Les énergies renouvelables synonymes d’« esclavage moderne » suggère la Commission australienne des droits de l’homme

Par Daniel Khmelev
8 décembre 2021 15:30 Mis à jour: 9 décembre 2021 07:30

Désormais, en Australie, les entreprises du secteur de l’énergie devront présenter un rapport annuel à la Commission australienne des droits de l’homme (AHCR) sur les mesures qu’elles prendront pour prévenir l’« esclavage moderne » dans les chaînes d’approvisionnement des énergies renouvelables.

Le rapport publié par l’AHRC en collaboration avec KPMG Australia met en évidence des allégations inquiétantes concernant les technologies solaires, éoliennes et la production des batteries. Dans ces trois domaines, il est fait mention d’adultes et d’enfants exploités dans les chaînes d’approvisionnement, travaillant dans des conditions précaires et dangereuses, sous-payés ou non payés.

La Commission a constaté que l’engouement international pour les énergies renouvelables a entraîné un déploiement rapide du secteur pour répondre à la demande, résultant sur des dérives en matière des droits de l’homme avec des ouvriers et des populations autochtones exploités abusivement.

La Chine, par exemple, le plus grand producteur de panneaux solaires au monde, a placé des millions de citoyens d’origine ouïghoure, kirghize et kazakhe du Xinjiang dans des camps de travaux forcés qui se sont avérés être impliqués dans les chaînes d’approvisionnement mondiales des panneaux solaires.

« Les risques d’esclavage moderne sont accrus lorsqu’il y a un changement de stratégie d’approvisionnement et que des volumes élevés de produits manufacturés sont requis à court terme », indique le rapport. « Le passage aux énergies renouvelables a révélé un certain nombre de zones de risques émergents liés à l’esclavage moderne dans la chaîne d’approvisionnement des entreprises énergétiques. »

L’Australie, qui détient le record mondial de déploiement de panneaux solaires sur les toits, ne dispose d’aucune capacité nationale de production de cellules solaires et importe 90 % de ses panneaux solaires de Chine.

De même, le rapport souligne que la demande croissante d’énergie éolienne a créé des conditions de travail précaires et une dégradation de l’environnement dans les exploitations forestières en Amazonie.

Mais la préoccupation majeure de la Commission porte sur l’approvisionnement en cobalt : un composant crucial des batteries lithium-ion (désormais utilisées partout, des smartphones aux véhicules électriques en passant par les ordinateurs). L’approvisionnement en cobalt, explique le rapport, est « fortement lié à des risques d’esclavage moderne ».

« Plus de la moitié de l’approvisionnement mondial est extrait en République démocratique du Congo (RDC) où une proportion importante provient de mines artisanales, où les mineurs – dont beaucoup sont des enfants – travaillent dans des conditions dangereuses pour une rémunération minimale », indique le rapport.

Un recours collectif intenté au nom de parents et d’enfants de la RDC contre 5 géants américains de la technologie a fait état d’accidents fréquents lors des opérations d’extraction de cobalt, entraînant de graves dommages corporels ou des décès.

« Les jeunes enfants qui exploitent le cobalt des défendeurs ne sont pas seulement contraints de travailler à plein temps dans des mines extrêmement dangereuses, au détriment de leur éducation et de leur avenir ; ils sont régulièrement mutilés et tués par des effondrements de tunnels et d’autres dangers connus, communs à l’exploitation du cobalt en RDC », peut-on lire dans le dossier de plainte.
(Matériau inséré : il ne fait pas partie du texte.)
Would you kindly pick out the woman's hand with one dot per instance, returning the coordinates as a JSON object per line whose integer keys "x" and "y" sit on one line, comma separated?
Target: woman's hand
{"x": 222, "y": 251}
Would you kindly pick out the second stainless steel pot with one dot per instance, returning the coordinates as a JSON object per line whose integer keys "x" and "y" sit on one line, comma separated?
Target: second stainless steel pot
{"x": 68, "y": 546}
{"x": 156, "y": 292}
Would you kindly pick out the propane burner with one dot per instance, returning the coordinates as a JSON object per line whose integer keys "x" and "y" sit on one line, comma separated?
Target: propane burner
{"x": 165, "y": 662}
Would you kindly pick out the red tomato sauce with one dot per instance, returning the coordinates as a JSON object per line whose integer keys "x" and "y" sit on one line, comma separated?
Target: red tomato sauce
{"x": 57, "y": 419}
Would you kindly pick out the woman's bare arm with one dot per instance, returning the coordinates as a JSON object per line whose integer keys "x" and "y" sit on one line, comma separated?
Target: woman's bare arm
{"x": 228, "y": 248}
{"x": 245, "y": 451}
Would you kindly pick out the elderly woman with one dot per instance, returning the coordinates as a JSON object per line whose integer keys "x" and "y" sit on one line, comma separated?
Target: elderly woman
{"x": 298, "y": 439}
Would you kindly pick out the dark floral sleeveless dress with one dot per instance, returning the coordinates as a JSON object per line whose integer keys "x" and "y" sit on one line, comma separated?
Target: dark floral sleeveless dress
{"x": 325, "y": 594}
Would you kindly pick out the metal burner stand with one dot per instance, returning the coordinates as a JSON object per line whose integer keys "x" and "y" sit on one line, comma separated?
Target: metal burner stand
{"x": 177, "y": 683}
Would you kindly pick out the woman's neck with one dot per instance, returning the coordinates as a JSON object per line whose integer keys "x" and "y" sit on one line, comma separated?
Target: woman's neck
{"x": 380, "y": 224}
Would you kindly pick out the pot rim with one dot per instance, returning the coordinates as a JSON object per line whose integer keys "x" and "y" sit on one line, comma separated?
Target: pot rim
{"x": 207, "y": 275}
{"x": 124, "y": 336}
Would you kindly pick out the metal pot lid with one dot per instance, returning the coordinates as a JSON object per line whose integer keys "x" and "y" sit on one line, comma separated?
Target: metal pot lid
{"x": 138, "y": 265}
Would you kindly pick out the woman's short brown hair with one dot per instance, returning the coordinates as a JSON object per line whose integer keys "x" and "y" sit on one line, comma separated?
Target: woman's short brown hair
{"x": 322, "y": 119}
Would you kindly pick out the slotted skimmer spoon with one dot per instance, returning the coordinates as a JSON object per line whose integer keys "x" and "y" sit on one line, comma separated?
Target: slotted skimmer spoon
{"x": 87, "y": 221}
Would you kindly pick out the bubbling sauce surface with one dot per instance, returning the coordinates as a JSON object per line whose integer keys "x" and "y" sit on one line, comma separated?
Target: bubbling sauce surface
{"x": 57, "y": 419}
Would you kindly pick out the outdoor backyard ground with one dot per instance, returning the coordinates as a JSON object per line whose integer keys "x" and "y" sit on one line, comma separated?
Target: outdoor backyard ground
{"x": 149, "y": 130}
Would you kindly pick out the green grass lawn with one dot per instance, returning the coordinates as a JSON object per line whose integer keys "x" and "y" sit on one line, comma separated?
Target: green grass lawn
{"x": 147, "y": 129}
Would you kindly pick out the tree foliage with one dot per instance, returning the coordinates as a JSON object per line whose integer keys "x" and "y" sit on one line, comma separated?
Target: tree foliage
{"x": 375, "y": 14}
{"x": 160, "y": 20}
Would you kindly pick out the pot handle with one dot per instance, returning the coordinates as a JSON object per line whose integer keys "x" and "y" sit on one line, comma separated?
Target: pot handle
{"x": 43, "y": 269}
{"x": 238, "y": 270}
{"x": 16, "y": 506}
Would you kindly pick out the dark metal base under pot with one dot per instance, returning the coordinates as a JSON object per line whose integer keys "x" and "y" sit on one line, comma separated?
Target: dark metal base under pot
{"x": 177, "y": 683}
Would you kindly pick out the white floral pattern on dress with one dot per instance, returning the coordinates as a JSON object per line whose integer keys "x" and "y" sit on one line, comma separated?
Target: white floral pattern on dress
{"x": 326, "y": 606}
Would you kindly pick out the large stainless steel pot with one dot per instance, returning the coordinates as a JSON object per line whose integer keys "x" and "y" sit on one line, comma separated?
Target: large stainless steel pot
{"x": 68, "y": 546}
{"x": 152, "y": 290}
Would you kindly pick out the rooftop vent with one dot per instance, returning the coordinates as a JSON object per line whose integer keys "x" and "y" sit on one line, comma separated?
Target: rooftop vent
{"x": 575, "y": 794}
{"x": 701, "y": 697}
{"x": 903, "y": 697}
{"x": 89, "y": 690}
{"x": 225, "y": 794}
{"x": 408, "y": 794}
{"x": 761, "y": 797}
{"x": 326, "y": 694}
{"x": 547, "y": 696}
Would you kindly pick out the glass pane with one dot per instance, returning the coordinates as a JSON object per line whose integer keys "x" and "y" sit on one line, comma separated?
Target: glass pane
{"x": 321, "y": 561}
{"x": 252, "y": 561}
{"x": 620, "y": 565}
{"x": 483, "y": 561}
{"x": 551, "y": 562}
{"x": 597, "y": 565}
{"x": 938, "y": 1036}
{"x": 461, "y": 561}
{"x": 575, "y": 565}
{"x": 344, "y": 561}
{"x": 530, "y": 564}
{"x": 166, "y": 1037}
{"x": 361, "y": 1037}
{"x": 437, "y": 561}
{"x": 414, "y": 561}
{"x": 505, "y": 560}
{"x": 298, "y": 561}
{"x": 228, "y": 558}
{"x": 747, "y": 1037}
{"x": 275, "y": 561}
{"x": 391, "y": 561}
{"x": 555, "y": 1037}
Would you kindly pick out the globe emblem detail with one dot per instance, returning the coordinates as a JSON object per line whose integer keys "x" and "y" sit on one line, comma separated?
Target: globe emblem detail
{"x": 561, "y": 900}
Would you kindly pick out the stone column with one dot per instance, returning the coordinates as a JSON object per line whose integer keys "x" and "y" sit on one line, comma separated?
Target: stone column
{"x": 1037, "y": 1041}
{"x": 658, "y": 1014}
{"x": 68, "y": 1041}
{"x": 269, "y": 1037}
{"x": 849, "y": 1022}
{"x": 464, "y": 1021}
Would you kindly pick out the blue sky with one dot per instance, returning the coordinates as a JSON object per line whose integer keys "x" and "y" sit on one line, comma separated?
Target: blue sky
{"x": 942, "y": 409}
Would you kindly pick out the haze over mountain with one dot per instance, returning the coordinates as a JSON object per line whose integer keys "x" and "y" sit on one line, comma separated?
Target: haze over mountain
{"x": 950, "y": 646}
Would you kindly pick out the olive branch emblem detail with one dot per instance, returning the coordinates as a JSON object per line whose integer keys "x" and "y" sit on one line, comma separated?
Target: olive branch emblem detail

Selon le think tank américain Council on Foreign Relations (CFR), plus de 70 % du cobalt mondial est produit en RDC, dont 15 à 30 % dans des mines artisanales de petites tailles.

Les entreprises devront rendre compte chaque année de leurs efforts pour faire face aux risques d’esclavage, sous peine de violer la loi australienne de 2018 sur l’esclavage moderne.

« Le contexte mondial de décarbonisation signifie que les chaînes d’approvisionnement des entreprises du secteur des ressources et de l’énergie évoluent rapidement et sont de plus en plus imbriquées ».

« Cette évolution rapide signifie que les entreprises doivent se remettre en question et bien analyser les endroits où les risques pour les populations pourraient exister dans leurs opérations et leurs chaînes d’approvisionnement. Elles doivent également concentrer leur attention sur les zones de risques émergents résultant de la transition énergétique », conclut le rapport.